Japan Registry Services
- Industry: domain name registration
- Founded: December 26, 2000; 25 years ago
- Headquarters: Japan
- Area served: Worldwide
- Owner: Ministry of Internal Affairs and Communications
- Website: jprs.co.jp/en/

= Japan Registry Services =

The Japan Registry Services Co., Ltd. (JPRS) was incorporated on December 26, 2000. The organization under the Japan Ministry of Internal Affairs and Communications manages the .jp ccTLD, including the operation Minister of Internal Affairs and Communications of the registry and DNS servers.

==History==
JPRS came into existence out of a resolution at the 11th General Meeting of JPNIC, who had until then been managing the .jp domain. It was decided that due to the growing importance and complexity of the .jp domain, a separate corporation should be created with the purpose of running the registry.

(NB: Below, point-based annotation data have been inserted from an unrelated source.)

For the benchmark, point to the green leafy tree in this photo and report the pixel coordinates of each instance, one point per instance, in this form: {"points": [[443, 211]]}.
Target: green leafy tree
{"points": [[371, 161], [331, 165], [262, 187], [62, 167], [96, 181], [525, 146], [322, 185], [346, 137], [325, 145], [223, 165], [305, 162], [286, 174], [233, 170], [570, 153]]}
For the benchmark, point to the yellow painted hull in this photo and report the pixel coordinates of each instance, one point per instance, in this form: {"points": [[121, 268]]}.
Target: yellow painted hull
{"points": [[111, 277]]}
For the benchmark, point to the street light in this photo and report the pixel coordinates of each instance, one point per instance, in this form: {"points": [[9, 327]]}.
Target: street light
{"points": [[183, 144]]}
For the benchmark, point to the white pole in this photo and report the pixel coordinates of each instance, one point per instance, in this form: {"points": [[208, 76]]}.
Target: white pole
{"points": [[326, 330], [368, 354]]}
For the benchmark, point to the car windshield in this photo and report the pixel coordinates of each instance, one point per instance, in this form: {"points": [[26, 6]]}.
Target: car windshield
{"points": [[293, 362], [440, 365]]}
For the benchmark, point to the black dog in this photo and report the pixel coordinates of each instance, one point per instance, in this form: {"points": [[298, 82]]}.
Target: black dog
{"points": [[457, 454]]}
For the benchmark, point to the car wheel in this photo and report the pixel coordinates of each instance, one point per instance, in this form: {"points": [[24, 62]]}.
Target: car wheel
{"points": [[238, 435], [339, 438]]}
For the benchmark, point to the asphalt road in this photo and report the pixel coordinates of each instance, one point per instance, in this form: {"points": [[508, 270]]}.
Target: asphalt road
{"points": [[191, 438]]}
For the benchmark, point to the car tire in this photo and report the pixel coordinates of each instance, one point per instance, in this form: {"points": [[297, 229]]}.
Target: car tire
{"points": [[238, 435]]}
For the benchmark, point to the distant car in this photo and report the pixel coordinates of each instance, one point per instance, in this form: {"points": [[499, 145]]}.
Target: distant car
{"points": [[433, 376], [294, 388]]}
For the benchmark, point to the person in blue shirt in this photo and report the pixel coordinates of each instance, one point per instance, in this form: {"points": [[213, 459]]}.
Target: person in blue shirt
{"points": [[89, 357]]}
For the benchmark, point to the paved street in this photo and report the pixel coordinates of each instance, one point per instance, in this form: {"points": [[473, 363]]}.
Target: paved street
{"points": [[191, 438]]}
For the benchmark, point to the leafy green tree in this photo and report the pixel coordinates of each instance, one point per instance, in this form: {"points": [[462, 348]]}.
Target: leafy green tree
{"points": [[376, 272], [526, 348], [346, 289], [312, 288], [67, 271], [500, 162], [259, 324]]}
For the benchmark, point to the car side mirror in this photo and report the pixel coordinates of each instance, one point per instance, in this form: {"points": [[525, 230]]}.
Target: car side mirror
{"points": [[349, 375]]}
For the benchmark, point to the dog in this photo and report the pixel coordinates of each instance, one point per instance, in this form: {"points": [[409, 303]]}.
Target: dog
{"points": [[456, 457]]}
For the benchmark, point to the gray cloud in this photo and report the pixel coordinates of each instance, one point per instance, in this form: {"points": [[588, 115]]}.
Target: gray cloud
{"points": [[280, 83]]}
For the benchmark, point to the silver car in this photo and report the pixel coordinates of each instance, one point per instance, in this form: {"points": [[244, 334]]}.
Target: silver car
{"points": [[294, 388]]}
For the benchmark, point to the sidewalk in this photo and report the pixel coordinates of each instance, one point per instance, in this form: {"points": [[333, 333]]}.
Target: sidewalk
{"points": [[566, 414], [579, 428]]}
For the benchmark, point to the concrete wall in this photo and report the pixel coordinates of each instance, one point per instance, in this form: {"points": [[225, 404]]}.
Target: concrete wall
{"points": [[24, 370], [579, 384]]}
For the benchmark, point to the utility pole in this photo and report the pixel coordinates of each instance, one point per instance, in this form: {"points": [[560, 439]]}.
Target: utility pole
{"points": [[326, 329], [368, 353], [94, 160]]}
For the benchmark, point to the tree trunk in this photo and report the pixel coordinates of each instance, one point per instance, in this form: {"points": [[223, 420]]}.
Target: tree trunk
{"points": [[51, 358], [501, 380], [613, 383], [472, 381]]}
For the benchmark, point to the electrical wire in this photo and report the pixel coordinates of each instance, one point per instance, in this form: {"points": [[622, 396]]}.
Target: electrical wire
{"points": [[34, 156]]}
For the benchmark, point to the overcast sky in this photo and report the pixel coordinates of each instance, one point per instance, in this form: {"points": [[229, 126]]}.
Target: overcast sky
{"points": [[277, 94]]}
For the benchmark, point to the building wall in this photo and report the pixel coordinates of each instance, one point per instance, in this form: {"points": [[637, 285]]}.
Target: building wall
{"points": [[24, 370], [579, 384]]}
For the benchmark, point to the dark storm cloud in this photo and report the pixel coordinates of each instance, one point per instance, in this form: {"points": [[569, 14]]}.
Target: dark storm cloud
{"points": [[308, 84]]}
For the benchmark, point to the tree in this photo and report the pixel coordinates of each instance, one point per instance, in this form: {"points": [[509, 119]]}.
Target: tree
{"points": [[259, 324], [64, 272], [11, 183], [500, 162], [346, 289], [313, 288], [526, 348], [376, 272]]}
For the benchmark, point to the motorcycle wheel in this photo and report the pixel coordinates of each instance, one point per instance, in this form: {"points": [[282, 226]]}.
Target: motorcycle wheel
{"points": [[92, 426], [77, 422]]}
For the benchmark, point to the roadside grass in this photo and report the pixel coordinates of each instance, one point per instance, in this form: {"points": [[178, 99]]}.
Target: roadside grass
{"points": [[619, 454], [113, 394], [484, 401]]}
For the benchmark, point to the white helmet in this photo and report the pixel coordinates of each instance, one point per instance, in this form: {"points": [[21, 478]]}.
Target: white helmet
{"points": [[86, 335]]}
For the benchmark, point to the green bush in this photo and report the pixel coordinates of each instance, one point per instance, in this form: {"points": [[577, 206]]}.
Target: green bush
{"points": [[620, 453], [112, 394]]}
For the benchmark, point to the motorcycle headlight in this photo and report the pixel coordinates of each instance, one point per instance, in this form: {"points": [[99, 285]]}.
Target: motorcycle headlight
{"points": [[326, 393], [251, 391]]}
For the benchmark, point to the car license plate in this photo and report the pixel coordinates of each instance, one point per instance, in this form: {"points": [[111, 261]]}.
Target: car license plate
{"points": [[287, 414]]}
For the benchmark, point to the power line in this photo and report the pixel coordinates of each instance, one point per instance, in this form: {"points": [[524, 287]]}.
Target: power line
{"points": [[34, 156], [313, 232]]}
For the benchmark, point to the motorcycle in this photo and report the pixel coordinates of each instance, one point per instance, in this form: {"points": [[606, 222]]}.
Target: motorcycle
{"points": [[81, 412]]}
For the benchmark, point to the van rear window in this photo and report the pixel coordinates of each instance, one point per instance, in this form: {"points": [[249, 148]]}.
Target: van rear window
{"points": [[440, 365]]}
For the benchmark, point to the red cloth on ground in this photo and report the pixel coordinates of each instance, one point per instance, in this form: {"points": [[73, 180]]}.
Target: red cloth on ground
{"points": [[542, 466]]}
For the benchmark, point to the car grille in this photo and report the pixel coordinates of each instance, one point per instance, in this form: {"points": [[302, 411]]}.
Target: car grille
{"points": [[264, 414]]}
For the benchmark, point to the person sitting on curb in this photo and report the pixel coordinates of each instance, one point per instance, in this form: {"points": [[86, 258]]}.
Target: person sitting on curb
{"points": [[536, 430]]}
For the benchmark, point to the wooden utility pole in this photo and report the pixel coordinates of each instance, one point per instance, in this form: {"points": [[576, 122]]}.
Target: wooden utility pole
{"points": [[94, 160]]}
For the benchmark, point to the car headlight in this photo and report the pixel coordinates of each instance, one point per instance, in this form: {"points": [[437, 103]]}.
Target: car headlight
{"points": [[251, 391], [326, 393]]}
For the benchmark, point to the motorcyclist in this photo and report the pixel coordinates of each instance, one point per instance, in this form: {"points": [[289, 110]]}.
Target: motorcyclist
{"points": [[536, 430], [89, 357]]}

In the period following the resolution, details were worked out, a structure was set up, and then on 2003-06-30, JPNIC, in co-operation with ICANN, transitioned the .jp domain to JPRS.

==Activities==
JPRS is the registry for the .jp domain. In this capacity, they are responsible for the administration and operation of the .jp domain, interacting with the public through private registrars of record.

JPRS is also a participant in the internationalized domain names (IDN) effort, which seeks to allow non-ASCII characters to be used in domain names. JPRS supports Internationalizing Domain Names in Applications (IDNA) which is a system by which Japanese characters can be converted into an ASCII representation of those characters, allowing Japanese characters to be used in applications without the underlying DNS being altered.